We propose a new evolutionary theory of language, namely that as well as enabling greater cooperative search, it also evolved as a new inheritance channel to enable sharing of the more complex adaptive information that resulted from recombining information from multiple search strategies. Language can thus be contextualized as an integral part of this system of Complementary Cognition.

Through specialization in complementary search strategies, as well as new mechanisms of inheritance, this system enabled higher-fidelity inheritance of adaptive information. It also provided a system of quality control for adaptive information—search across different scales from more global to local as well as across domains (e.g. time, social space, aspects of the natural world) to identify errors with pre-existing adaptations that could be updated to improve their fitness value. Through searching cooperatively and combining the results of different strategies, it also enabled the co-creation of cultural adaptations of much higher adaptive value.

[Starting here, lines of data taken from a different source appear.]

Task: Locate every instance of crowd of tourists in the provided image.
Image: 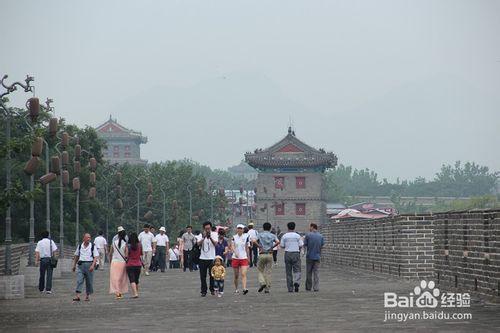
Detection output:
[35,221,324,302]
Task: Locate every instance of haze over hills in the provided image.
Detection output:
[111,73,500,180]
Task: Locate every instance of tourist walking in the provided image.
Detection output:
[109,227,128,299]
[155,227,170,273]
[281,222,303,292]
[248,222,259,267]
[139,224,155,275]
[126,232,142,298]
[176,230,185,268]
[254,222,280,294]
[230,224,250,295]
[73,233,99,301]
[181,225,196,272]
[35,230,57,294]
[304,223,325,291]
[210,256,226,297]
[94,230,108,270]
[215,229,229,263]
[168,245,180,269]
[196,221,218,297]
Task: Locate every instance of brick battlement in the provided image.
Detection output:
[321,210,500,298]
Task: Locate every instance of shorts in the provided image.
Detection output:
[126,266,142,284]
[231,258,248,268]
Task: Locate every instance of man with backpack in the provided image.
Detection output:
[73,233,99,302]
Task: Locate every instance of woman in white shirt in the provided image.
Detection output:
[109,227,128,299]
[230,224,249,295]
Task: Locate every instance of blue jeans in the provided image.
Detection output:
[76,261,94,295]
[38,258,53,291]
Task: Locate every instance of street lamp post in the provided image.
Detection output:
[186,184,193,225]
[0,75,34,275]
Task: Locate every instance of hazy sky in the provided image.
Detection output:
[0,0,500,179]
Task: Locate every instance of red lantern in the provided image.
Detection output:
[73,161,82,175]
[40,172,57,185]
[89,172,96,185]
[24,156,40,175]
[73,177,80,191]
[62,170,69,186]
[61,150,69,166]
[61,132,69,147]
[89,187,97,199]
[75,145,82,161]
[26,97,40,121]
[89,157,97,171]
[49,118,58,137]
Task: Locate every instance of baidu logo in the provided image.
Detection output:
[384,280,440,308]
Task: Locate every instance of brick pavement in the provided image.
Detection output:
[0,260,500,332]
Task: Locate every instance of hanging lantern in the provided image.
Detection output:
[40,172,57,185]
[49,118,58,137]
[73,161,82,175]
[61,150,69,166]
[62,170,69,186]
[89,187,97,199]
[89,171,96,185]
[26,97,40,121]
[89,157,97,171]
[24,156,40,175]
[50,155,61,175]
[144,210,153,220]
[115,198,123,209]
[75,145,82,161]
[31,137,43,156]
[61,132,69,147]
[73,177,80,191]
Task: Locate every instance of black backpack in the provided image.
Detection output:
[191,243,201,265]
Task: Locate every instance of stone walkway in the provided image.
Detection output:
[0,267,500,332]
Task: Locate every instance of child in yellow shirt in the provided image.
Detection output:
[210,256,226,297]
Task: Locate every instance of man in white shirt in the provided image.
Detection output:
[94,230,108,270]
[229,224,250,295]
[196,221,219,297]
[168,245,180,269]
[139,224,156,275]
[73,233,99,302]
[155,227,170,273]
[35,231,57,294]
[248,222,259,267]
[281,222,303,293]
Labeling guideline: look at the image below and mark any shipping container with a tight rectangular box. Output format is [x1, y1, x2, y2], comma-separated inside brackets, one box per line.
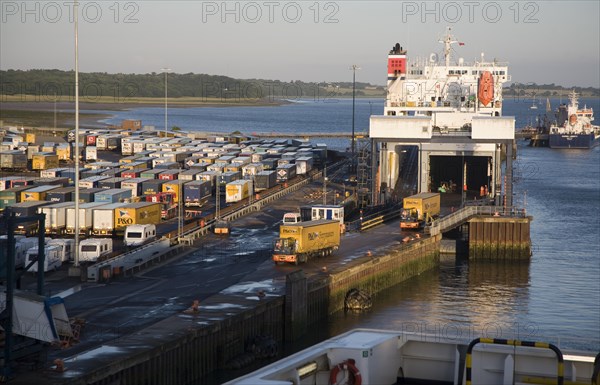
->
[0, 186, 31, 210]
[40, 167, 69, 178]
[115, 202, 161, 233]
[121, 178, 152, 197]
[177, 170, 201, 181]
[9, 176, 38, 188]
[100, 168, 123, 178]
[21, 185, 59, 202]
[162, 180, 187, 204]
[189, 160, 210, 172]
[79, 175, 110, 188]
[65, 202, 106, 235]
[56, 144, 71, 162]
[38, 202, 75, 235]
[217, 171, 242, 191]
[152, 158, 181, 170]
[140, 169, 165, 179]
[225, 179, 252, 203]
[33, 177, 69, 187]
[242, 163, 264, 178]
[254, 170, 277, 192]
[183, 180, 212, 206]
[94, 188, 131, 203]
[119, 161, 148, 172]
[83, 146, 98, 162]
[0, 150, 27, 170]
[78, 188, 106, 203]
[46, 187, 75, 203]
[92, 203, 129, 237]
[98, 177, 128, 189]
[277, 164, 296, 182]
[79, 169, 105, 180]
[158, 170, 181, 180]
[0, 175, 20, 191]
[196, 171, 218, 188]
[296, 157, 313, 175]
[4, 201, 50, 235]
[25, 144, 40, 160]
[31, 152, 58, 170]
[260, 158, 277, 170]
[142, 179, 168, 195]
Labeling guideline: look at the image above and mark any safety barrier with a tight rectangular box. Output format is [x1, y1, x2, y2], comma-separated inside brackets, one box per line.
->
[425, 206, 527, 235]
[87, 238, 177, 282]
[465, 338, 565, 385]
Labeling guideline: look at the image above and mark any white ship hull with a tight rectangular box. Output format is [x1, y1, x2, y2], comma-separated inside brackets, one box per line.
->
[227, 329, 600, 385]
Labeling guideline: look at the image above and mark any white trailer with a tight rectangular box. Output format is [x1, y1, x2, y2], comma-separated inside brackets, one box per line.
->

Given the meta-adaptive nature of Complementary Cognition, its emergence represents a significant transition in evolvability, enabling substantially greater capability, speed and flexibility to adapt, than search at the level of genetic evolution, individual cognition, or collaboration of neurocognitively non-specialized individuals alone.

The shift in the topology and nature of information sharing is sufficient that we propose Complementary Cognition can be characterized as a Major Transition. We suggest that the evolution of this system reached its greatest extent during the last of the intense periods of variability highlighted by Potts and Faith (Reference Potts and Faith2015) (c. 358,000 to 50,000 bp) with the transition in adaptive capability it afforded being manifested in the origins of behavioural modernity.

Finally, we propose that Complementary Cognition lies at the heart of explaining the exceptional levels of cumulative cultural evolution that characterize our species. We suggest that accumulation of adaptive information occurred at times when our evolved ability to search—which evolved due to high levels of variability and scarcity—became hyper-adaptive during periods of relative stability and abundance.

Complementary Cognition within a hierarchy of evolutionary systems

Complementary Cognition can be contextualized as part of a hierarchy of self-similar systems, each of which contributes to the adaptation and evolution of our species. This hierarchy includes phenotypic adaptation and evolution, which is driven by genetic search and natural selection and behavioural adaptation, driven by cognitive search (Fig. 1). The levels of search, adaptation and evolution identified here correspond to those proposed by Eva Jablonka and Marion Lamb in their book Evolution in Four Dimensions (Reference Jablonka and Lamb2005). While we do not discuss epigenetic evolution, this can also be viewed from the perspective of search (Stolfi & Alba Reference Stolfi and Alba2017).

Figure 1. Hierarchy of search.

Although evolution and cognition are clearly established areas of scholarship, they are not always considered from the perspective of search in archaeology. The framework of search enables us to see how adaptation and evolution at the genetic, cognitive and complementary cognitive scales are analogous. All three identified systems have mechanisms by which previous search results (adaptive information) can be selected, stored, updated and inherited. Because new searches can build on the results of past searches, we see evolution over time, be that manifested in phenotypic or extra-somatic (including behavioural and cultural) adaptations. At each scale, variability and uncertainty create the selection pressure for improved search capabilities, leading to the emergence of a new level of search to adapt.